Photo: AP Images
Drought and extreme heat have devastated farms in the Midwest, sending crop prices surging.Images of dry, cracked grounds, yellowing corn leaves, and cattle suffering under the extreme weather conditions have permeated the press.
Over 70 per cent of the Midwest was in some stage of drought in the week ending July 17, according to the Drought Monitor,
Jim Byrum, president of the Michigan Agri-Business Association, says the lower corn crops have already pushed farmers to more aggressively plan for wheat this year and the next.
What’s more, with corn yields perishing, livestock feed is going to get expensive and many livestock feeders will eliminate breeding herds. Byrum says many will choose to take their sows to the market instead, and rebuilding the breeding herds will take time.
Earlier today, Morgan Stanley’s Hussein Allidina wrote that the feed reduction would cause the largest-ever decline in livestock herds. He wrote that cuts in feed demand would see a 60 per cent year-over-year (YoY) reduction in chicken production, a 48 per cent reduction in cattle, and a 40 per cent reduction in pigs.
Michigan’s “double whammy”
Michigan had an unusually warm March this year, which caused the fruits to bloom early and get destroyed by April frost, said Tim Boals, Great Lakes Regional Manager for Wilbur-Ellis. This ruined cherries, apples and peaches that grow in the region.
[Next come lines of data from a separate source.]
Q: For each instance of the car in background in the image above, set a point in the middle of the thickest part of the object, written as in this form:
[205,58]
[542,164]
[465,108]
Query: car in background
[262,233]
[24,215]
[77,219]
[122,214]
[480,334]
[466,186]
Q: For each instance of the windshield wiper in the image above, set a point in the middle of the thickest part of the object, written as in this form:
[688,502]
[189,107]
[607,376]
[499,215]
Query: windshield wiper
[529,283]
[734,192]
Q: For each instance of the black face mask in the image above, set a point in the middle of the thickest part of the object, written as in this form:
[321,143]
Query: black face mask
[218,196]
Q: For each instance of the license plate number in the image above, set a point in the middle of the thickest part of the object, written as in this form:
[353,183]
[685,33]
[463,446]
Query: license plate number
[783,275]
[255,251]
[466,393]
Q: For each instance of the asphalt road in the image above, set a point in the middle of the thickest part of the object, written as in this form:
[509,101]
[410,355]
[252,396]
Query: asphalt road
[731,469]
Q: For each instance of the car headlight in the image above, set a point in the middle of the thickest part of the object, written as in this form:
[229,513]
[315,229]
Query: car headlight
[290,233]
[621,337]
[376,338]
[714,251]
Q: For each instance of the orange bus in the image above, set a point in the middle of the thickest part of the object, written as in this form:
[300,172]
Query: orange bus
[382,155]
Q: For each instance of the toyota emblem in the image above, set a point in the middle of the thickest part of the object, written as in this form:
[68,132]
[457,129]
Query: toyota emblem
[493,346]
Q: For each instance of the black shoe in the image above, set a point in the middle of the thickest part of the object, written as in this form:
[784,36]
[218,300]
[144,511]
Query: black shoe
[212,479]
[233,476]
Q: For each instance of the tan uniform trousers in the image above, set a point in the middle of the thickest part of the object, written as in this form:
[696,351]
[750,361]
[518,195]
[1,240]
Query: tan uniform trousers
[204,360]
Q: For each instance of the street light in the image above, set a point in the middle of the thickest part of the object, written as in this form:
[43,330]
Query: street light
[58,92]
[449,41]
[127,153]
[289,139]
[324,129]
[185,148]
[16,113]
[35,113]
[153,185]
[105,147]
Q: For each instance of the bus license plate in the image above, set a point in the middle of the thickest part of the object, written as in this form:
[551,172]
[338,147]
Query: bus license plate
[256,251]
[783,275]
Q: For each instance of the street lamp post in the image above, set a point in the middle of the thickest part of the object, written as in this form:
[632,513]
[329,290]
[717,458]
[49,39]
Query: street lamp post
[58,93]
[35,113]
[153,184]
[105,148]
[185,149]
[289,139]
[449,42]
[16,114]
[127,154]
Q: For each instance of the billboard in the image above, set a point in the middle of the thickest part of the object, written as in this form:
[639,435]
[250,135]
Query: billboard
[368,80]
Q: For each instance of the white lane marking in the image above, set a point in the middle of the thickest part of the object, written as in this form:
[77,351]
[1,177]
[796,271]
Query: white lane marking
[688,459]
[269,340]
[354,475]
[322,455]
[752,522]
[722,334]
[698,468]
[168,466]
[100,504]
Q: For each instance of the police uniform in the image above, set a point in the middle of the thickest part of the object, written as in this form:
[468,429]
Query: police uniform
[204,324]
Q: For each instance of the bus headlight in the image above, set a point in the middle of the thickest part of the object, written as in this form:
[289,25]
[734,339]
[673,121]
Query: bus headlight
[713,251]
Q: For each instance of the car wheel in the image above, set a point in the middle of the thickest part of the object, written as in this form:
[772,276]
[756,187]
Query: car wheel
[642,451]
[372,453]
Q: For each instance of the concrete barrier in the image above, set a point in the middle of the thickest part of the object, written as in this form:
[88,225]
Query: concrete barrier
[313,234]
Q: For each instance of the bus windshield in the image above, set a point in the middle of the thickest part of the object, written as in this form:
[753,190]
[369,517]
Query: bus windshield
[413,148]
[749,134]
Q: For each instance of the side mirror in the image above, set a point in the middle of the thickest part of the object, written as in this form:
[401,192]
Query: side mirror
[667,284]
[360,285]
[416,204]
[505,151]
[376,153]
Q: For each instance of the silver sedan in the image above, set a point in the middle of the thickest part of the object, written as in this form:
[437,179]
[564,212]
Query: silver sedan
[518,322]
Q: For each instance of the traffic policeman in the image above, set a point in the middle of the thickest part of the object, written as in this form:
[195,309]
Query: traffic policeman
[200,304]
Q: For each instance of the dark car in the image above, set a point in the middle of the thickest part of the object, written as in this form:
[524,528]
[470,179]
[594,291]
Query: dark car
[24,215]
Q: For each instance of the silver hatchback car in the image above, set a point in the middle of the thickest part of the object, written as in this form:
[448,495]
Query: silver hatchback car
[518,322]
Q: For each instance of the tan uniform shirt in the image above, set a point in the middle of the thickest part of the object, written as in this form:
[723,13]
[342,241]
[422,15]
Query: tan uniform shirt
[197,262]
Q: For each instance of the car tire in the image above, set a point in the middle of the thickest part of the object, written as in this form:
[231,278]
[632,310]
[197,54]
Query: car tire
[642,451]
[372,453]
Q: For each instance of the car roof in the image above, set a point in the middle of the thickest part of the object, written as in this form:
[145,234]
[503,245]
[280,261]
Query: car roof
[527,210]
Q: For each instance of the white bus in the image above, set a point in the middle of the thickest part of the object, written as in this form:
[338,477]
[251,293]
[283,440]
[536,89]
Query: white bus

Naturally there was some optimism for the commodity crops, namely corn, soybean and wheat, said Byrum, but it wasn’t to be.
There are spots of Michigan that haven’t seen rain in 45 – 60 days and there’s been a 50 – 70 per cent reduction in some corn fields. The sporadic rain that has come through the last couple of days hasn’t done much. “Even if we get a quarter inch of rain, its gone immediately with this heat,” said Byrum.
The extreme weather has already pushed farmers to chop their corn for feed, and many are concerned they won’t be able to make their grain obligations.
“I’ve been in this industry a long time. We saw some droughts in the 1990s, 1998, but this is unprecedented, I have never seen it look this bad.”
All of this could have much wider implications for Michigan’s economy. For one the state attracts a lot of migrant labour to pick fruits, which won’t happen this year. Typically, migrant labour moves in a pattern and they start in Michigan in mid-June according to Byrum. There is some concern that this labour might not come in in the future.
What’s more, children of migrant laborers attend schools in Michigan, which get their funding in part based on headcount. That could also be impacted by the lack of migrant labour.
Finally, companies like Boals’ Wilbur-Ellis, a distributor of agricultural products, animal feed and specialty chemicals, are likely to see their business impacted. As farmers lose their crop potential they start trying to reduce their costs and there is concern that there won’t be as much demand for fertiliser in the fall.
Despite the recent rainfall, the USDA has designated 39 additional states as natural disaster areas because of worsening drought conditions. And the drought is now covering the widest land expanse since 1956. “We will see the ramification and implications of this in years to come,” according to Byrum. “This is creating a three to four year problem.”